Il s’agissait d’un cadre, victime d’un accident cardiaque suite à la politique de réduction des effectifs et de productivité de son entreprise : il travaillait 70 heures par semaines et remplaçait plusieurs salariés. Le jugement reconnait l’infarctus du salarié comme accident de travail, considère la surcharge de travail comme origine de cet accident et condamne de ce fait l’employeur pour faute inexcusable.
On lira avec profit ci après les attendus du jugement initial, qui nous rappellent que le travail est l’objet d’un contrat, écrit ou tacite, entre deux parties : l’employeur (administration ou privé) ne peut décider unilatéralement des conditions de travail sans se préoccuper des conséquences pour le travailleur, et ses décisions sont contraintes par une obligation de résultat en matière de santé et sécurité du personnel.

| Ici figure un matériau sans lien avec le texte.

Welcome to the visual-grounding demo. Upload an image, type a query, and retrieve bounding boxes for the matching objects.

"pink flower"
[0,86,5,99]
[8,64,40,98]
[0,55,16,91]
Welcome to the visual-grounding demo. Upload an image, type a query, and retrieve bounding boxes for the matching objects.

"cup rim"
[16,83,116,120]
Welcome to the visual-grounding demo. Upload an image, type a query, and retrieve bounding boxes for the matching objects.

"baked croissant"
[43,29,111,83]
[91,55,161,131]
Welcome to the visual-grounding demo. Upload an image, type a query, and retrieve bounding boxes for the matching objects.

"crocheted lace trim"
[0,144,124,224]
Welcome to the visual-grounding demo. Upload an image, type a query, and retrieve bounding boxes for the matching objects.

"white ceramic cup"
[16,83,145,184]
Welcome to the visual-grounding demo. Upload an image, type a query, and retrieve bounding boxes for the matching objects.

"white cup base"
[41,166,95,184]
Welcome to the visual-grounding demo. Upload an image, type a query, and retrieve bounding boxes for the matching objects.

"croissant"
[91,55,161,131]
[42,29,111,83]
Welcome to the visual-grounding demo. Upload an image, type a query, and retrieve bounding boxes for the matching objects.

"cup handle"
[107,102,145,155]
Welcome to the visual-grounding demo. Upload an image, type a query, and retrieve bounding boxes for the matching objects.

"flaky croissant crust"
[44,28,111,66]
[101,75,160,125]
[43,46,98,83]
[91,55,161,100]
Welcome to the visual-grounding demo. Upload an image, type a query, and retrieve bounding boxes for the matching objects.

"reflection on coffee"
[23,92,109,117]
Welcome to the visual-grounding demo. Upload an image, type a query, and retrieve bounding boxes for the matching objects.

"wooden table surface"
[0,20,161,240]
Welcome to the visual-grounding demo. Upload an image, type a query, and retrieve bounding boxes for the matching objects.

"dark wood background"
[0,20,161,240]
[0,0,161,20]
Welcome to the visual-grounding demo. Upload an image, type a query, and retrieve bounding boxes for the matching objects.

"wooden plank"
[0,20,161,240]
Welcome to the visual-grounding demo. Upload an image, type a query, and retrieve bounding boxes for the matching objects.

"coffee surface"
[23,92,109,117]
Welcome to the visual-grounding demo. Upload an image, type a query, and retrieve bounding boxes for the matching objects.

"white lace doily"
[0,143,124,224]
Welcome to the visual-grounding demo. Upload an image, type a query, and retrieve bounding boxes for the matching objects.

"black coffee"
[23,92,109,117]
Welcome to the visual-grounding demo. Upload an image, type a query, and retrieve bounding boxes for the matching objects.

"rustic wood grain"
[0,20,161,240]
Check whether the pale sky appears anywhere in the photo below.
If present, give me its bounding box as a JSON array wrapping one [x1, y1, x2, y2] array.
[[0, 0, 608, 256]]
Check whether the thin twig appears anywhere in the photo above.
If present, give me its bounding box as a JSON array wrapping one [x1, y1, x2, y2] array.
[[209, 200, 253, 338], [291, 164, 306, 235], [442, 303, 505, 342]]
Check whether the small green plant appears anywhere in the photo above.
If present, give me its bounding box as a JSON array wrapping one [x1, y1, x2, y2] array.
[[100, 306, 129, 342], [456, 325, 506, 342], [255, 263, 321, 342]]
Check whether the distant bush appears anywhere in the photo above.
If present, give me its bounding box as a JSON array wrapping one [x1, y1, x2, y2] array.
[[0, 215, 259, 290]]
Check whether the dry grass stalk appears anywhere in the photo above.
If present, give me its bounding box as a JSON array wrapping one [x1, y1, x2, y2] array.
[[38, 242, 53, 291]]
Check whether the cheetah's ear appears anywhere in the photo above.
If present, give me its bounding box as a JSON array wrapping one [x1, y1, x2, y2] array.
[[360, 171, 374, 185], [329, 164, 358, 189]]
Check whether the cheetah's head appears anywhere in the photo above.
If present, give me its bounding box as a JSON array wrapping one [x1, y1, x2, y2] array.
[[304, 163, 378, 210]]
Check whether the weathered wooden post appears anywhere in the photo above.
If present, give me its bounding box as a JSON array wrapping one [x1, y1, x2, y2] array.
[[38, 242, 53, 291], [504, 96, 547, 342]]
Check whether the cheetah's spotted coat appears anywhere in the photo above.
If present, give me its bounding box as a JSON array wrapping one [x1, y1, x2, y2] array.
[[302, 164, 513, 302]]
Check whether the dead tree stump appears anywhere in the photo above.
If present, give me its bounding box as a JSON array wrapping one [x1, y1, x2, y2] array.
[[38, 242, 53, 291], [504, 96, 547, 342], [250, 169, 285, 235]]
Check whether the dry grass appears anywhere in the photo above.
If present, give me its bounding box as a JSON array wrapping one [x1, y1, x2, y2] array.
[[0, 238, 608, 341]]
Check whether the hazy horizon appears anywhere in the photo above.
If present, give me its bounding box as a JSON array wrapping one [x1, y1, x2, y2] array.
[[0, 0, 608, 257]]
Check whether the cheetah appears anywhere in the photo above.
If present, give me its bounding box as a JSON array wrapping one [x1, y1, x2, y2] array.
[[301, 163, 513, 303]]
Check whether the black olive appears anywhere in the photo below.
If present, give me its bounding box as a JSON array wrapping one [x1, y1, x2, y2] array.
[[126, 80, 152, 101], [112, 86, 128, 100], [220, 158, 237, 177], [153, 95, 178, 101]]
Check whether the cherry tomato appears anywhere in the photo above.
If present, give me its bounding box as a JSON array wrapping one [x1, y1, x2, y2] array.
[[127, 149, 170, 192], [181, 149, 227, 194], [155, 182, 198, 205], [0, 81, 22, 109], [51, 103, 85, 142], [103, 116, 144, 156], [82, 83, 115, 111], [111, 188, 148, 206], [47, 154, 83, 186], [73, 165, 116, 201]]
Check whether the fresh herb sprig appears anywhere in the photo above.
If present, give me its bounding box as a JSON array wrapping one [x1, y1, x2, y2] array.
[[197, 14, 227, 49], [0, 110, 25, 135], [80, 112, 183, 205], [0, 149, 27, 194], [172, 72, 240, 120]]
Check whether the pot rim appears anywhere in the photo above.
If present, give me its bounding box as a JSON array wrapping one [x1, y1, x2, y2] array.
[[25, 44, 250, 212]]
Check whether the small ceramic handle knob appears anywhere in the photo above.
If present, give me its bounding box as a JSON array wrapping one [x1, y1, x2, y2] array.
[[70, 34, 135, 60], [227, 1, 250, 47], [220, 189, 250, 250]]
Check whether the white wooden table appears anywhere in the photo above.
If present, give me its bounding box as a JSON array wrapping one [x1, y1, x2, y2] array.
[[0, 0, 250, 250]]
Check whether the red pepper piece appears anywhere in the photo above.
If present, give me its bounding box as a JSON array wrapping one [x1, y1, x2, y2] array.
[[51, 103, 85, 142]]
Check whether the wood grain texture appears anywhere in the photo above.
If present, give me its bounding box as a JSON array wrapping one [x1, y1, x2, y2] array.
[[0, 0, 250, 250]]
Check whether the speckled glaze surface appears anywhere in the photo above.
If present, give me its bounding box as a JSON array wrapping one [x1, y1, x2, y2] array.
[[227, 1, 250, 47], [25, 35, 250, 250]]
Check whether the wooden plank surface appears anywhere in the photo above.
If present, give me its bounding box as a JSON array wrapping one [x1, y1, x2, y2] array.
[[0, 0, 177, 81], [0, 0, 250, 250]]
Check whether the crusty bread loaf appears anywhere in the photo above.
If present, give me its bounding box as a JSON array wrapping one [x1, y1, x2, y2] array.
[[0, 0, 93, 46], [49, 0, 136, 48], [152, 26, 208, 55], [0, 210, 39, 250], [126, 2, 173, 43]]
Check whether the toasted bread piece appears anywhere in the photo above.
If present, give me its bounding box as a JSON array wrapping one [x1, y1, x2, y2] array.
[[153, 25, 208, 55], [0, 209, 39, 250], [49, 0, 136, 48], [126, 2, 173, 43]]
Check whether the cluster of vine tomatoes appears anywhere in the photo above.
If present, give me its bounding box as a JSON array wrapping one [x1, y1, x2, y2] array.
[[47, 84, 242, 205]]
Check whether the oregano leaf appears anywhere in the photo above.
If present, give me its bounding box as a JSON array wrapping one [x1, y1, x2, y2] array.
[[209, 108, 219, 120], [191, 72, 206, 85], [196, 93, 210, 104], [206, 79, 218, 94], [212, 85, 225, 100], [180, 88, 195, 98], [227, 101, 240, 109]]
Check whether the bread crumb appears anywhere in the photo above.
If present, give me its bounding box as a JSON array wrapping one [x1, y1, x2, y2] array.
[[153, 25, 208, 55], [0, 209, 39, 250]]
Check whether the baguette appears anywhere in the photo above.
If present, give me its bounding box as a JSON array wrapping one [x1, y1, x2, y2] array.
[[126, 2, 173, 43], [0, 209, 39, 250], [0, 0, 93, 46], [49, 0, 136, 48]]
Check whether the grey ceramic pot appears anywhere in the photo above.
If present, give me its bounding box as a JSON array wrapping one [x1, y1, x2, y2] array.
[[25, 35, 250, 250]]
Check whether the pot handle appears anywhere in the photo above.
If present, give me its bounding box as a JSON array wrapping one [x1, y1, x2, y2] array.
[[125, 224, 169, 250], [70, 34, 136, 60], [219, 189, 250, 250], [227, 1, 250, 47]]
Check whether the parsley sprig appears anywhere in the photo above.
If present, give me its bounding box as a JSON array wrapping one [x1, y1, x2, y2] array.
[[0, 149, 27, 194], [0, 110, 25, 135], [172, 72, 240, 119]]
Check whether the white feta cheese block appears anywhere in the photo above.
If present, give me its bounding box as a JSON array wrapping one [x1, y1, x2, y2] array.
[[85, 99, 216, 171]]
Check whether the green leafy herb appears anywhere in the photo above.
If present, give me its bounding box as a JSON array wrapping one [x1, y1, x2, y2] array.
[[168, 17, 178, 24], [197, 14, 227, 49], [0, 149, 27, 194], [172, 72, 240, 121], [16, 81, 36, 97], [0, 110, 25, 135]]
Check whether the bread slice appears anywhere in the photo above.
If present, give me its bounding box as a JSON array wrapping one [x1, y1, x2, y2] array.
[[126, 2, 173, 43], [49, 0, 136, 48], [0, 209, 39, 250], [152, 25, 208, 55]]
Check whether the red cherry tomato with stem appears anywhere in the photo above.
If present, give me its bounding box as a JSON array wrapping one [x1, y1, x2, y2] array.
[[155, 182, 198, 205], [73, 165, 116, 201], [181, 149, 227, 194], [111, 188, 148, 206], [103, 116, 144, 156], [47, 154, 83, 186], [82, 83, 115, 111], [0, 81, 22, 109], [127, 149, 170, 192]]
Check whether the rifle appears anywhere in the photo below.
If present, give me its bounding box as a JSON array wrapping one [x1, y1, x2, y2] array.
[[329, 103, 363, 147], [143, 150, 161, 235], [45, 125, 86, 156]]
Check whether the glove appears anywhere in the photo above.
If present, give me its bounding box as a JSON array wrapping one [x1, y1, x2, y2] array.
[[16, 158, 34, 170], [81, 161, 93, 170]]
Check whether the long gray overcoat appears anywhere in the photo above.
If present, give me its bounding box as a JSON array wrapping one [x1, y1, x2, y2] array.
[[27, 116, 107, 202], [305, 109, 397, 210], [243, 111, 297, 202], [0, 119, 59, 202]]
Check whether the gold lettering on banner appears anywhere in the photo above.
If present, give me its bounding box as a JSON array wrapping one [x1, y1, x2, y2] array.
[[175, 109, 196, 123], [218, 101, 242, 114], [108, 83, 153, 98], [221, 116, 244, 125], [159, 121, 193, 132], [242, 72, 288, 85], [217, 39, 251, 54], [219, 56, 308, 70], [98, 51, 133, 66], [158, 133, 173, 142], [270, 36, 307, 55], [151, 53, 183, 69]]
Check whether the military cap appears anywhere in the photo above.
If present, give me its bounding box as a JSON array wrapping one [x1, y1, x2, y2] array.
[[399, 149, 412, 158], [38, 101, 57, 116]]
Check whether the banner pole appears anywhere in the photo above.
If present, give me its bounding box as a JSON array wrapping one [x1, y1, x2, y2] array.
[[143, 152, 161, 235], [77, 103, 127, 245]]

Le manquement à cette obligation a le caractère d’une faute inexcusable.
Nous citons in extenso les principaux attendus du jugement de la cour d’appel ainsi confirmé (2)
Considérant qu’en vertu du contrat de travail le liant à son salarié l’employeur est tenu envers celui ci d’une obligation de sécurité de résultat notamment en ce qui concerne les accidents du travail ; que le manquement à cette obligation de sécurité a le caractère d’une faute inexcusable au sens de l’article L 452-1 du code de la Sécurité Sociale lorsque l’employeur avait ou aurait du avoir conscience du danger auquel était exposé le salarié et qu’il n’a pas pris les mesures nécessaires pour l’en préserver (3)
Considérant que s’il appartient à l’employeur, dans le cadre de sa mission de bonne gérance de l’entreprise, de veiller à la maîtrise () des coûts, en procédant aux ajustements nécessaires tant sur le plan matériel qu’au niveau du personnel, il lui importe tout autant de controler la mise en application de ces dispositions en tenant compte du respect dû aux personnes concernées…
.Considérant qu’un employeur ne peut ignorer ou s’affranchir des données médicales afférentes au stress au travail et ses conséquences parfois dramatiques pour les salariés qui en sont victimes,…
Considérant que (l’objectif de rentabilité) … n’entraine pas pour les autres salariés une charge qui, de ce fait leur serait transférée, avec pour corollaire d’assumer seuls les conséquences de cette économie, (et) ce au delà de leurs propres capacités de travail,
Et (considérant) que d’autre part, (cet objectif doit) s’accompagner d’une politique visant à accompagner et respecter ces mêmes salariés à qui un effort accru était demandé;
Considérant que … le silence du salarié, tributaire de son emploi, ne vaut pas approbation,
Considérant que (la) politique de surcharge, de pression, (et) d’objectifs inatteignables est confirmée (par les attestations du salarié victime de cette surcharge) (3)
.Considérant que (l’entreprise) n’a pas utilement pris la mesure des conséquences de ses objectifs de réduction des coûts en terme de facteurs de risque pour la santé de ses employés,Considérant en conséquence que la faute inexcusable est retenue.
(1) Cass. 2° civ., 8 novembre 2012, n° 11-23.855 F – D (2) Cour d'appel de Paris CA Paris Pole 6, ch 12, 30 juin 2011, n° 10/05831 (3) Il appartient au salarié de prouver que l'employeur n'a pas pris les mesures nécessaires pour le préserver du danger dont le dit employeur devait avoir conscience.